There's a long list of criteria by which people judge for whom we'll vote, including: ideology, personality, public image (including looks), racial or religious identity, charisma, height, or simply how prominent a candidate is in the media. Way down the bottom of this list would be competence. This is partly because we rarely look back over candidates' records - nor even that of the administrations of which they were members. Admittedly, because of the large number of variables and society's complexity, it's difficult to ascribe outcomes to recent individual performance. I think we could do better.
I believe we'd all benefit if we were offered a choice of outcomes, rather than one of political parties or candidates, many of whom can get away with talking only vaguely about what they hope to achieve in office. A Social Policy Bond regime would do this; people would choose the outcomes they wish to target and their priority. This would have many benefits. First, it would change the way in which we judge administrations: competence would shoot up the list of criteria by which we judge an administration. Second, it would get us used to the notions of trade-offs and opportunity cost when choosing which goals we should target. Third, it would drastically shrink the role of government in allocating funding; not theoretically a goal in itself, but given the temptations and actual corruption scandals, even in relatively less corrupt countries, it would contribute to more efficient government. Under a bond regime, government would relinquish its role in allocating funding to public- and private-sector bodies: this would be done by investors in the bonds, whose over-arching goal would be the efficiency with which society's social and environmental goals shall be achieved. Markets, in economic theory and on all the evidence, are the best way of allocating scarce resources. But government would still have important roles doing things that only it can do: articulating society's goals and raising the revenue that would reward those who achieve them.
There would be other benefits. Policymaking would be more transparent. And there'd be a far more direct link between stated policy objectives and the activities undertaken to achieve them. So that, say, if we collectively decide we want to do something about cleaning up the environment, an Environmental Policy Bond regime pay people to clean up the environment. If we want to reduce crime rates, we'd reward investors in crime reduction bonds only when crime rates have fallen.

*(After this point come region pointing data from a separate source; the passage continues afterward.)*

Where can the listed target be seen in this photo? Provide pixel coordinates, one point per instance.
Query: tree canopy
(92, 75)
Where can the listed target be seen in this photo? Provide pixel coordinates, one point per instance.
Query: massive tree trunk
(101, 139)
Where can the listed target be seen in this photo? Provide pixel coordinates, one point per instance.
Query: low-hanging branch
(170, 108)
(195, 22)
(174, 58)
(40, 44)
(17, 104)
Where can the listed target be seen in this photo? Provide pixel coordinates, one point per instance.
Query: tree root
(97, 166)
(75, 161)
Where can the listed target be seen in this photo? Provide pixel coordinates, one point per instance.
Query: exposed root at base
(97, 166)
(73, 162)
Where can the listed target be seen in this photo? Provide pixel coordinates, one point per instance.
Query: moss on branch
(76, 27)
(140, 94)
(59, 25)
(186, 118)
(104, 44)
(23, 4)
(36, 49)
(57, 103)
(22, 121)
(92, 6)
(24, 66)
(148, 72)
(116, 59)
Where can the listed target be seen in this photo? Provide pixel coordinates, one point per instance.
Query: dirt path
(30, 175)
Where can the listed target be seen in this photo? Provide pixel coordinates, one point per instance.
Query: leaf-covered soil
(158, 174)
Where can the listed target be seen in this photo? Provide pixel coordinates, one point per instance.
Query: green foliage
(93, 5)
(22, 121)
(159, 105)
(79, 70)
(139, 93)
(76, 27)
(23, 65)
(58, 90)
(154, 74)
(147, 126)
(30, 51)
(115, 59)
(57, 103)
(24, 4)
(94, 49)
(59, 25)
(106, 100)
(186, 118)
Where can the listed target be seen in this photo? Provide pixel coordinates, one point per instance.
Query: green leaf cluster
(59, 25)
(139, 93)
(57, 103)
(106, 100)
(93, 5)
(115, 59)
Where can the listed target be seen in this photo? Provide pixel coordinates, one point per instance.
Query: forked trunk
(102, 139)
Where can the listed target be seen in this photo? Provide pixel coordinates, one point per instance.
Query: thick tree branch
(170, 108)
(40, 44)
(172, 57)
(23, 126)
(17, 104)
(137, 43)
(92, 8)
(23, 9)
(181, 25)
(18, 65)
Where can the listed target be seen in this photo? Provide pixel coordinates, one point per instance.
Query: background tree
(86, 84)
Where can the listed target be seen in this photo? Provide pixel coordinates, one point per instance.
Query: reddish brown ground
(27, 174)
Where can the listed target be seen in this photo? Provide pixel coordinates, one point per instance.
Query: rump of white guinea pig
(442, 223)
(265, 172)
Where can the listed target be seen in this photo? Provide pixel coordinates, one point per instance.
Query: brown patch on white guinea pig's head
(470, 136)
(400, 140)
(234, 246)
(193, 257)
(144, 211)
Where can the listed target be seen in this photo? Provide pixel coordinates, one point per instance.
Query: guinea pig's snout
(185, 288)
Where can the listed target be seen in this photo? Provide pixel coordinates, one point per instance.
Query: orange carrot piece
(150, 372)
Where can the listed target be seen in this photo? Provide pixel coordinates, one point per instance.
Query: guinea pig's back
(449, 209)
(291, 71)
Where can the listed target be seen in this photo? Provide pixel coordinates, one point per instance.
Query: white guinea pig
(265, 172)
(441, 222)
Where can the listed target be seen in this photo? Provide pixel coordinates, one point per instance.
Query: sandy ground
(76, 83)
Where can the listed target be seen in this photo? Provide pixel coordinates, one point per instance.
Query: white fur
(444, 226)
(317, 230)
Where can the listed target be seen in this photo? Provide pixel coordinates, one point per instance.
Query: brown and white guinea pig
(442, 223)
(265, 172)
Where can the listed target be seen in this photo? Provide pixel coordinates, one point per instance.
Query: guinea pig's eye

We need to target outcomes, rather than wait decades for government to agree on what's required and then make policy that might, or might not, do something to achieve it. What is important is not how our urgent social and environmental problems are solved, nor which body shall try to solve them, but that they are solved. Social Policy Bonds are one way of getting government to focus on what we as a society actually want to achieve and out of the business of identifying genuinely (or not) difficult scientific and social relationships. The first is something that democratic governments can actually do quite well. The second is something that markets do much better, because scientific and social relationships are complex and ever-changing, and because incentives are crucial.